Introduction to Statistical Modeling with SAS/STAT Software


Test of Hypotheses

Consider a general linear hypothesis of the form $H\colon \bL \bbeta = \mb{d}$, where $\bL $ is a $(k \times p)$ matrix. It is assumed that $\mb{d}$ is such that this hypothesis is linearly consistent—that is, that there exists some $\bbeta $ for which $\bL \bbeta = \mb{d}$. This is always the case if $\mb{d}$ is in the column space of $\bL $, if $\bL $ has full row rank, or if $\mb{d}=\mb{0}$; the latter is the most common case. Since many linear models have a rank-deficient $\bX $ matrix, the question arises whether the hypothesis is testable. The idea of testability of a hypothesis is—not surprisingly—connected to the concept of estimability as introduced previously. The hypothesis $H\colon \bL \bbeta = \mb{d}$ is testable if it consists of estimable functions.

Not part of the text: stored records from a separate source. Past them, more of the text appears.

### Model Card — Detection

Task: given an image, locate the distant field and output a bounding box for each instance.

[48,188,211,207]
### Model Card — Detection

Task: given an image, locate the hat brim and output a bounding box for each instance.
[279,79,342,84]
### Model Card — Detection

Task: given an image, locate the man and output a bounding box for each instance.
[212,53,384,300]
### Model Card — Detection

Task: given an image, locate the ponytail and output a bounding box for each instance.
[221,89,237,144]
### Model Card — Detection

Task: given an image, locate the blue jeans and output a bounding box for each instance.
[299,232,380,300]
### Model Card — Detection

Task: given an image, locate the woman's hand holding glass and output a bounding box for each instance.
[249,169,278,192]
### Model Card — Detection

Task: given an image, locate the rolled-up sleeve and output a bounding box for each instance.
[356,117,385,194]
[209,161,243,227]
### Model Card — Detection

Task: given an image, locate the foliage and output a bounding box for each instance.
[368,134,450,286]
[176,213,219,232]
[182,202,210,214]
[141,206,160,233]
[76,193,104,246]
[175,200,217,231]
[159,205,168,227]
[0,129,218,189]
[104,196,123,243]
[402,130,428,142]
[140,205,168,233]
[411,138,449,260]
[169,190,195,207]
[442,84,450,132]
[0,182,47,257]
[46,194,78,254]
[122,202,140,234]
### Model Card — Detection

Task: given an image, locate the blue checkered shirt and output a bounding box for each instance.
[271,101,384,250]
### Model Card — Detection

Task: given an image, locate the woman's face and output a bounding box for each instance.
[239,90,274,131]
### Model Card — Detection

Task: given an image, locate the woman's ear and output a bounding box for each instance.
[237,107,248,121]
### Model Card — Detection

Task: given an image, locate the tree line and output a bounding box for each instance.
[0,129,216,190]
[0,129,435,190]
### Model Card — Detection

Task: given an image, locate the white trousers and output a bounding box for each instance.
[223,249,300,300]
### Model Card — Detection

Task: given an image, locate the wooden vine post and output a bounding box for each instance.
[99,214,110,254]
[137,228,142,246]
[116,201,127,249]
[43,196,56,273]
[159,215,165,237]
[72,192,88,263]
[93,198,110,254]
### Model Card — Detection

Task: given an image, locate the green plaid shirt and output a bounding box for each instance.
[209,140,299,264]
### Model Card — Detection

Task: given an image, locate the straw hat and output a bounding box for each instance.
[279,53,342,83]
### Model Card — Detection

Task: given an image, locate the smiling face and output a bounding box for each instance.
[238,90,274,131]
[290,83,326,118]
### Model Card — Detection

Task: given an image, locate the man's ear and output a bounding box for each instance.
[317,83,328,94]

There are two important approaches to testing hypotheses in statistical applications—the reduction principle and the linear inference approach. The reduction principle states that the validity of the hypothesis can be inferred by comparing a suitably chosen summary statistic between the model at hand and a reduced model in which the constraint $\bL \bbeta = \mb{d}$ is imposed. The linear inference approach relies on the fact that $\widehat{\bbeta }$ is an estimator of $\bbeta $ and its stochastic properties are known, at least approximately. A test statistic can then be formed using $\widehat{\bbeta }$, and its behavior under the restriction $\bL \bbeta = \mb{d}$ can be ascertained.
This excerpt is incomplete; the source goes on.